The 4Ps of Creativity

To understand creativity, we turned to the literature first.  According to previous research, creativity has been discussed from four perspectives, or the 4Ps of creativity: Process, Person, Press/Place, and Product   For our study, we focused on creativity from the perspective of the Person and the Place. Person refers to the traits, tendencies, and characteristics of the individual who creates something or engages in a creative endeavor. Place refers to the environmental factors that encourage creativity.

Measuring Creativity – Person

Building on previous work by Carroll (2009) and colleagues, we developed a self-report Creativity – Person measure that taps into six aspects of personal expressiveness within computing. These aspects include:

  • Expressiveness: Conveying one’s personal view through computing
  • Exploration:  Investigating ideas in computing
  • Immersion/Flow: Feeling absorbed by the computing activity
  • Originality: Generating unique and personally novel ideas in computing

Through a series of pilot tests with high school students, our final Creativity – Person scale consisted of 10-items and yielded excellent reliability (Cronbach’s alpha= .90 to .93); likewise, it is positively correlated with other psychosocial measures such as computing confidence, enjoyment, and identity and belongingness.

Measuring Creativity—Place

Assessing creativity at the environmental level proved to be more of a challenge!
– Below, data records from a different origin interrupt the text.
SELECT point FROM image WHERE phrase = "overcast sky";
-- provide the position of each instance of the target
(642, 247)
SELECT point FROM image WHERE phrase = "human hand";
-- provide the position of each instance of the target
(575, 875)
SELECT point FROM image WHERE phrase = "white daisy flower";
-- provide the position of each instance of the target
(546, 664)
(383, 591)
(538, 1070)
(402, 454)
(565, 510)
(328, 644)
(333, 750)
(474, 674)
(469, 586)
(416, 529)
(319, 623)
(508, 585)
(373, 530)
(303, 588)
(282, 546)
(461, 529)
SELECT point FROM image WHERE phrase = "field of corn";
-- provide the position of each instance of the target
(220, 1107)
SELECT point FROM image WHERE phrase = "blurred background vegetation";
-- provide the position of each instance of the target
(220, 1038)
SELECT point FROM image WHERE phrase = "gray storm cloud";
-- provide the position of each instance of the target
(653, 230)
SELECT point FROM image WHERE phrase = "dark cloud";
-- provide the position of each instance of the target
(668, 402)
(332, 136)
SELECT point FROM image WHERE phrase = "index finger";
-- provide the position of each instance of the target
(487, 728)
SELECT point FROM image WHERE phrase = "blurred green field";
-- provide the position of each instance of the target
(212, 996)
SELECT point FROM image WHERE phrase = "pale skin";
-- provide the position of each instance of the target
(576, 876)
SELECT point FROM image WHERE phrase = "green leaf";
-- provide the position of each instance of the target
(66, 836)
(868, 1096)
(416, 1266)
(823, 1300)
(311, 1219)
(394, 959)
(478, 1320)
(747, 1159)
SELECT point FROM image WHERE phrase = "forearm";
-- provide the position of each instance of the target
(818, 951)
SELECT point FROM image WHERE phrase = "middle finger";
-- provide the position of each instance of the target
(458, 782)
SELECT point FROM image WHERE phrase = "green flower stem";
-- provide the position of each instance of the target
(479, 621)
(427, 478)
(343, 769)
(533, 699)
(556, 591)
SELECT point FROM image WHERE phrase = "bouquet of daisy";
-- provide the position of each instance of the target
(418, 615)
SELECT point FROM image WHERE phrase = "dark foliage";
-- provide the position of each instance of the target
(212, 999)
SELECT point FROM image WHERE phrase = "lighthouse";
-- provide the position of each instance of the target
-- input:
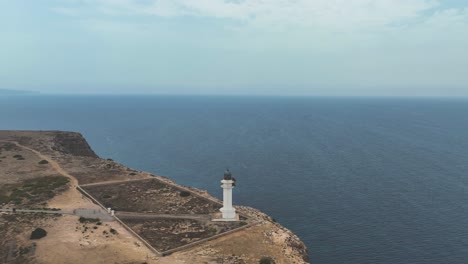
(227, 183)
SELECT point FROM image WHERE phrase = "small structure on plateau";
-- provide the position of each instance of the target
(227, 183)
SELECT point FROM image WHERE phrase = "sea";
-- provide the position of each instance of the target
(358, 179)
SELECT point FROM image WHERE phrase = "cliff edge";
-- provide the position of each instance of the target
(41, 172)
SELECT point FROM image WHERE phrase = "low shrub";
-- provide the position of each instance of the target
(266, 260)
(184, 194)
(88, 220)
(38, 233)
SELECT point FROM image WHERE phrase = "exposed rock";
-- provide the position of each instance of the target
(72, 143)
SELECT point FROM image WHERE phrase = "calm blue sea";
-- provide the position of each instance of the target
(360, 180)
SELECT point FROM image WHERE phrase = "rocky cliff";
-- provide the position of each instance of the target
(69, 155)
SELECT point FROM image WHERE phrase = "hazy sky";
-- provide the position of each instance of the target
(272, 47)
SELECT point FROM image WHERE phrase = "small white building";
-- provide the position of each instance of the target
(228, 212)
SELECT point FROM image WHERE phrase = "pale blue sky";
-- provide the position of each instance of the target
(257, 47)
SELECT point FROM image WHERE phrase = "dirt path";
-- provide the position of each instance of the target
(69, 199)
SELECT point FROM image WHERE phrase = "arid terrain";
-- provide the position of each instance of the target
(40, 172)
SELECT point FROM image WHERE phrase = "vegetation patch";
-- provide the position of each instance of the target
(33, 191)
(89, 220)
(266, 260)
(113, 231)
(184, 194)
(8, 146)
(38, 233)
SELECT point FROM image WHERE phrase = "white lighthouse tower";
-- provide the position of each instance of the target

In building the Creativity – Place scale, we turned our attention to previous work by Shaffer and Resnick (1999) who assert that learning environments or materials that are “thickly authentic”—personally-relevant and situated in the real world—promote engagement in learning. Using this as our operational definition of a creative environment, we designed a self-report scale that taps into four identifiable components of a thickly authentic learning environment:

  • Personal: Learning that is personally meaningful for the learner
  • Real World: Learning that relates to the real-world outside of school
  • Disciplinary: Learning that provides an opportunity to think in the modes of a particular discipline
  • Assessment: Learning where the means of assessment reflect the learning process.

Our Creativity – Place scale consisted of 8 items and also yielded excellent reliability (Cronbach’s alpha=.91).

 Predictive Validity

Once we had our two self-report questionnaires in hand—Creativity – Person and Creativity – Place scales—we collected data among high school students who utilized EarSketch as part of their computing course. Our main findings were:

  • Students show significant increases from pre to post in personal expressiveness in computing (Creativity – Person), and
  • A creative learning environment (Creativity – Place) predicted students’ engagement in computing and intent to persist. That is, through a series of multiple regression analyses, we found that a creative learning environment, fueled by a meaningful and personally relevant curriculum, drives improvements in students’ attitudes and intent to persist in computing.

Moving forward, we plan on expanding our work by examining other facets of creativity (e.g., Creativity – Product) through the development of creativity rubrics to assess algorithmic music compositions.

References

Carroll, E.A., Latulipe, C. Fung, R., & Terry, M. (2009). Creativity factor evaluation: Towards a standardized survey metric for creativity support. In C&C ’09: Proceedings of the Seventh ACM Conference on Creativity and Cognition (pp. 127-136). New York, NY:  Association for Computing Machinery.

Engelman, S., Magerko, M., McKlin, T., Miller, M., Douglas, E., & Freeman, J. (in press). Creativity in authentic STEAM education with EarSketch. SIGCSE ’17: Proceedings of the 48th ACM Technical Symposium on Computer Science Education.Seattle, WA: Association for Computing Machinery.

Shaffer, D. W., & Resnick, M. (1999). “Thick” authenticity: New media and authentic learning. Journal of Interactive Learning Research, 10(2), 195-215.